Tina offers some excellent ideas--not perfect, perhaps, as prior comments suggest, but what course would be? Not incidentally, I'm not sure that the existing courses or materials leave out as much as suggested or overemphasize things like debits and credits or cases. As examples, both my textbooks for instruction in accounting for law schools offer much of what Tina suggests and avoid or limit what is said to be less useful. Nevertheless, I'll keep the post in mind as I prepare revised editions of my books.


4. Posted by Jake on August 4, 2008 @ 19:24 | Permalink

As a CPA who suffered through an "accounting for lawyers" course in law school, I find Tina's ideas sound.

Why don't law schools just send students over to the adjacent B-schools at the same universities for an introduction to accounting? Or bring over a practical-minded accounting prof to co-teach the "accounting for lawyers" course?


5. Posted by Paul Waight on August 4, 2008 @ 21:32 | Permalink

Bringing business studies into closer focus for law students is a laudable aim, one wonders however whether there is some cross-over with Management Accounting.


6. Posted by Mike Guttentag on August 4, 2008 @ 22:16 | Permalink

Great to see such an intelligent discussion of a topic essential to teaching transactional lawyering.


7. Posted by Tina Stark on August 5, 2008 @ 6:28 | Permalink

Nice to hear from everyone. A couple of more thoughts. You can teach the equivalent of double entry bookkeeping by taking students through the evolution of a balance sheet and an income statement. Start the balance sheet with a $1000 in equity and $1000 in cash. Spend $200 on inventory; cash goes down; inventory goes up; and equity stays the same. By going through multiple more sophisticated transactions, students come close to learning double entry bookkeeping. Besides, working through these provisions with the accountants is also the right thing to do.

For anyone who questions the importance of a sophisticated understanding of accounting, I commend to you Prof. Cunningham,s article: Sharing Accounting's Burden: Business Lawyers in Enron's Dark Shadows, 57 The Business Lawyer 1421 (August 2002).

I am not suggesting that accounting is the only business education a student should have, but rather that it is a core course that we might think about revising.

I agree that understanding the business deal and contract drafting are crucial. My post was not to disparage either of those, but rather to talk about a course that provides a foundation for both the skills.


8. Posted by MAW on August 5, 2008 @ 7:56 | Permalink

Tina,

Of course we're in almost complete agreement. Just a quibble-in essence what you are saying is: we should teach debits and credits, just not call it that.

My response to you would be,

(i) in real life, entries often include several line items, not just two--looking at the journal entry is a much easier way to think about things, and

(ii)as in so many things, learning the language people use is important.

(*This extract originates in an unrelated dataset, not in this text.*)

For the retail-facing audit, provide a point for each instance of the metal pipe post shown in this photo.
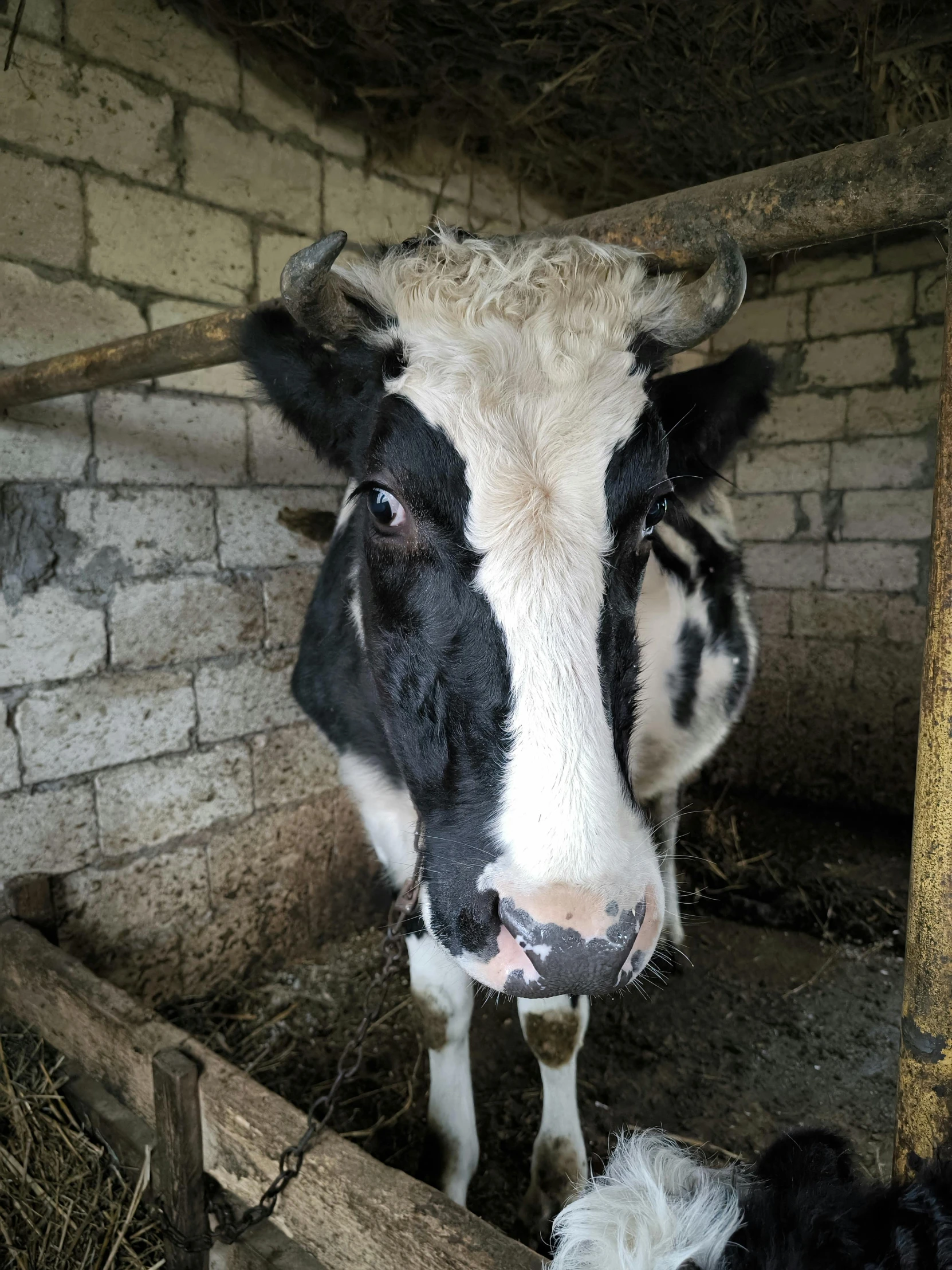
(925, 1100)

If I ask a CFO: "what happens when x goes up" and she says "we credit y" it is better if I don't have to intuit what she means from the context.

MAW


9. Posted by Dave on August 5, 2008 @ 17:25 | Permalink

Vagts, Dodge & Koh's "Transnational Business Problems" is an exceptional business law casebook, even though it purports to deal only with cross-border issues. It covers, very broadly, legal issues involved in sales agreements, licensing, IP, antitrust, M&A, tax, and a host of other business issues.

I do not understand why someone has not come up with a class similar to "International Business Transactions" (offered at many law schools), but instead simply "Business Transactions" offering an overview of the various areas of transactional practice. It would be an incredibly helpful 2L course.


10. Posted by Jeff Lipshaw on August 6, 2008 @ 9:19 | Permalink

Let me take this opportunity to promote Ribstein & Lipshaw, Unincorporated Business Associations, 4th ed., which will be available for 2009-10. It will have a short section on accounting basics (for purposes of understanding partnership capital accounts). As Tina suggests, it downplays the credit and debit nomenclature, but nevertheless discusses and gives examples of double-entry bookkeeping.

Larry Cunningham's short book on accounting was an inspiration and a source.